La capitale belge vibre depuis juin au rythme de la culture africaine, avec le festival «L’Afrique visionnaire». Impulsée dans l’intention de célébrer les 50 ans d’indépendance de plusieurs pays africains dont le Congo, cette manifestation culturelle propose une programmation riche et dense, mêlant expositions, concerts, spectacles et conférences. Entre instants festifs et espaces de réflexions, «L’Afrique visionnaire» célèbre mais aussi interroge l’espace artistique du continent africain.
Dans le cadre de cet événement, l’exposition «Geo-Graphics», installée au Palais des beaux-arts de Bruxelles, fait dialoguer l’art traditionnel africain, au travers de plus de 200 objets ethnographiques, avec des oeuvres africaines contemporaines. Les artistes exposés ont été sélectionnés par des centres culturels du continent africain, dont «L’Appartement 22» au Maroc. Abdellah Karroum, fondateur de cet espace d’art contemporain à Rabat, nous explicite sa participation : «Contacté pour l’exposition, ma première réponse était qu’il faudrait faire des projets sur le continent africain plutôt que sur le continent européen. Alors j’ai accepté à la condition de faire le projet ici au Maroc. Le projet de l’Appartement 22 est donc à moitié dans le Rif et à moitié dans le Bozar à Bruxelles». Au coeur des montagnes du Rif, un studio nomade a été mis en place pour partir à la rencontre des habitants et leur donner la parole. «Nous les interrogeons sur le quotidien mais aussi sur l’Histoire, notamment sur leur relation avec le passé colonial. La mémoire collective est très lourde, elle n’est pas encore connue, c’est une histoire qui n’est pas encore historicisée», nous explique Abdellah Karroum.

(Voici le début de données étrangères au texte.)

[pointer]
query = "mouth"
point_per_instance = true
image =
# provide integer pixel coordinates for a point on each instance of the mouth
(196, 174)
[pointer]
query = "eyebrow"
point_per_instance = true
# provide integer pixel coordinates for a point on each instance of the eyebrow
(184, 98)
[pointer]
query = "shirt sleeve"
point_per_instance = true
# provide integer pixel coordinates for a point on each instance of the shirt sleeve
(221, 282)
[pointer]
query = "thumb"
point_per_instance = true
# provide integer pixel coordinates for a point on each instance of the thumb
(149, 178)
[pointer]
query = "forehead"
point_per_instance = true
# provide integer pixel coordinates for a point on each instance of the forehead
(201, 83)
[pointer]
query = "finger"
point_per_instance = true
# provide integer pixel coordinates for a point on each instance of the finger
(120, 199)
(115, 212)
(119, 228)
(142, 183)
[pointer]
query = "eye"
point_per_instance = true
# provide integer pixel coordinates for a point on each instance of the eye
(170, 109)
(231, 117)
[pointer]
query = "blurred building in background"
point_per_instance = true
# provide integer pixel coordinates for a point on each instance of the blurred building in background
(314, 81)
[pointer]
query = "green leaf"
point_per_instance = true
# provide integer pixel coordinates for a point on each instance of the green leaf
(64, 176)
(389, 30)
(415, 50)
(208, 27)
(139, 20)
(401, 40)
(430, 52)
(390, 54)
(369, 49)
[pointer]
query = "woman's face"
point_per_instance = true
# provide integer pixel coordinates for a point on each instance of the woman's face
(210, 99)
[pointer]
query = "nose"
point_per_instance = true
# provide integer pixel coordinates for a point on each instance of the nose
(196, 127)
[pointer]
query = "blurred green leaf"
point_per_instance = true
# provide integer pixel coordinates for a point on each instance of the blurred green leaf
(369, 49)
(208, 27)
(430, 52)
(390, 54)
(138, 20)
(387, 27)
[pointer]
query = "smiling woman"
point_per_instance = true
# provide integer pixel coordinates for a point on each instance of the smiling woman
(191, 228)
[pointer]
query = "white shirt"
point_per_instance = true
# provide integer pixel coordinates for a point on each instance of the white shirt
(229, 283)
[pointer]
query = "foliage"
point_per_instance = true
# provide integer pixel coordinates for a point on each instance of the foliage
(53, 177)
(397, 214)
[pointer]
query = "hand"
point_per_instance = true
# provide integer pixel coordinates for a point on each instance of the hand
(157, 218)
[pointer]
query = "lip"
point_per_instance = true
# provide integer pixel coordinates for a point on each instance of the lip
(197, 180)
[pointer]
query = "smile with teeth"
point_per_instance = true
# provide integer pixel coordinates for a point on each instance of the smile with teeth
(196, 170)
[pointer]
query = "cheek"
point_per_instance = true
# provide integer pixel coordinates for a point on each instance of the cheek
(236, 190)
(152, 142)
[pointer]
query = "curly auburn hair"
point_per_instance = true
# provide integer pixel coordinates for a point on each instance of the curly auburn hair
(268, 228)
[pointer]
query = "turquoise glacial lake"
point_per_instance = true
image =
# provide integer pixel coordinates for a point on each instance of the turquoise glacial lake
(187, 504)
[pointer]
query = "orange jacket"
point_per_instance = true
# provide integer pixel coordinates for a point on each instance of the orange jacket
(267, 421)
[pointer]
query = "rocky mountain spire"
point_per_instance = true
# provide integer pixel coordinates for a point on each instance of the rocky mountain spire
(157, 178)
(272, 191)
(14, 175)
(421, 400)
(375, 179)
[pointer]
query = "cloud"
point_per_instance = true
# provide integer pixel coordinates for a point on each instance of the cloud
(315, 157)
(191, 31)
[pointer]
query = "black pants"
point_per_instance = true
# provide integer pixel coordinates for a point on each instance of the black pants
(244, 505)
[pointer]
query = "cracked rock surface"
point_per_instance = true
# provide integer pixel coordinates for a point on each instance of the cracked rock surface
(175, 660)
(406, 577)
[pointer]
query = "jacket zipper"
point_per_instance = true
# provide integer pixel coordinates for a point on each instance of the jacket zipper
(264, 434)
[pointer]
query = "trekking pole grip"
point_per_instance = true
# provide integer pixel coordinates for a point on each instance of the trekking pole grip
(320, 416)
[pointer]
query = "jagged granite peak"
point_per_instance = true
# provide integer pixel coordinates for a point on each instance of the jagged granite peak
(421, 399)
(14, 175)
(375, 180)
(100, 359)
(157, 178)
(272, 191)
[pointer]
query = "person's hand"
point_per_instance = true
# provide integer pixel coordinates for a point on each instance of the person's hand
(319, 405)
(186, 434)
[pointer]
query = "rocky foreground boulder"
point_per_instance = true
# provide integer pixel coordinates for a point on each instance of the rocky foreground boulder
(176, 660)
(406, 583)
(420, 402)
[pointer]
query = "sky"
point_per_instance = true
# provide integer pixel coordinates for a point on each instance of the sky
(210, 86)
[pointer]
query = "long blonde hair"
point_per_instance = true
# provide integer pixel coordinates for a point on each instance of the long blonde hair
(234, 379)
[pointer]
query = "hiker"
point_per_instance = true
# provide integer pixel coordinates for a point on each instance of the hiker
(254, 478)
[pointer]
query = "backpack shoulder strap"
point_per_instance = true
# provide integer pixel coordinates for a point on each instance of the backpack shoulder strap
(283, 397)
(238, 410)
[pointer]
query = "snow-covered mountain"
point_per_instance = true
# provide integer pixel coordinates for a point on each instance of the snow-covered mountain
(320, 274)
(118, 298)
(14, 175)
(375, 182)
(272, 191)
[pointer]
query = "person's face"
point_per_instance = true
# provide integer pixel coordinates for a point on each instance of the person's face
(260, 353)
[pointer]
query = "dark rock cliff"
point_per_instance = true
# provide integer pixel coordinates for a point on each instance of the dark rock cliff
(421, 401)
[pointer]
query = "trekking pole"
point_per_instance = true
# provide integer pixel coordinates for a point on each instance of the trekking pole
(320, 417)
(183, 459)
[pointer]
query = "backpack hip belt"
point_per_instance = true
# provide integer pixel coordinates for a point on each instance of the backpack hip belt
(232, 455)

Une fois enregistrées, les voix du Rif marocain s’acheminent vers la métropole belge, reflétant les rencontres, dialogues et découvertes du studio nomade. «Tout le contenu monté dans le Rif est envoyé au musée à Bruxelles. Cela crée un passage entre l’Europe et l’Afrique du Nord. Le public voit ce qui se produit sur le continent africain», nous déclare le directeur de l’Appartement 22.
En parallèle des productions du studio nomade, les oeuvres des talentueux jeunes artistes Antoni Montadas, Naoko Taka Hashi et Younes Baba-Ali sont exposées à Bruxelles, interrogeant le spectateur sur la peur, la rencontre avec l’autre et l’exploration de la dualité des territoires. L’ensemble de ce projet artistique intitulé «R22-Bruxel o’Ndra» constitue une véritable mise en abyme de ces deux espaces. En portant les mots du Rif sur le continent européen, l’Appartement 22 contribue à sortir d’une trame générique sur l’histoire des indépendances, pour projeter non pas une mais des visions d’Afrique.